Cal. -In Williams v. United California Bank, 223 Cal.App.2d 309, 35 Cal.Rptr. 788 (1963) , the plaintiff broker negotiated a lease of property in which the lessor gave to the lessee an option to buy for $500 per acre cash. The broker received no commission, but both in a written contract with the broker and in the lease with option the lessor promised to pay the broker a commission of 6% ''in the event the option is exercised hereunder.'' The lease and option were assigned to Island Farms. The defendant bank, representing the estate of one of the lessors tried in good faith to induce Island Farms to exercise the option and failed. Later, the property was sold to Island Farms for $350 per acre on terms. The court held that the broker had no right to a commission, the express condition precedent not having occurred.
Ill. - Nardi, Pain & Podolsky, Inc. v. Vignola Furniture Co., 80 Ill.App.2d 220, 224 N.E.2d 649 (1967) . The purchaser's written offer omitted an oral condition subjecting contract to seller's obtaining a mortgage for the acquisition of new property.
Mich. -In Sterk & Vogel v. Kuzee, 334 Mich. 249, 54 N.W.2d 219 (1952) , it was held that the broker had not earned a commission by producing a buyer willing to pay cash, when the terms of sale specified by the owner provided for a definite credit period with interest. The element of profitable investment is material. Cf. Bonn v. Summers, supra n. 48 .

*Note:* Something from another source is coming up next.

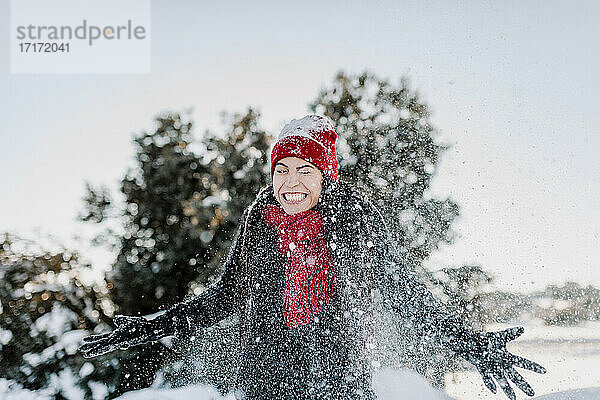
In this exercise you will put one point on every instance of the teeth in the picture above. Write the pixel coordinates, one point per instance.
(294, 196)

N.H. - Bell v. Warren Development Corp., 114 N.H. 267, 319 A.2d 299 (1974) .
Va. -In Rotella v. Lange, 202 Va. 575, 118 S.E.2d 516 (1961) , the defendant listed a restaurant business with plaintiff, promising to pay a commission of 10% if plaintiff found a purchaser at $9,000 cash. The plaintiff produced a buyer at $9,000 cash, conditional on the buyer's obtaining an A.B.C. license, a health permit, and a 5-year lease on the building. The defendant rejected the offer, giving no reason. The court held that the broker was not entitled to a commission.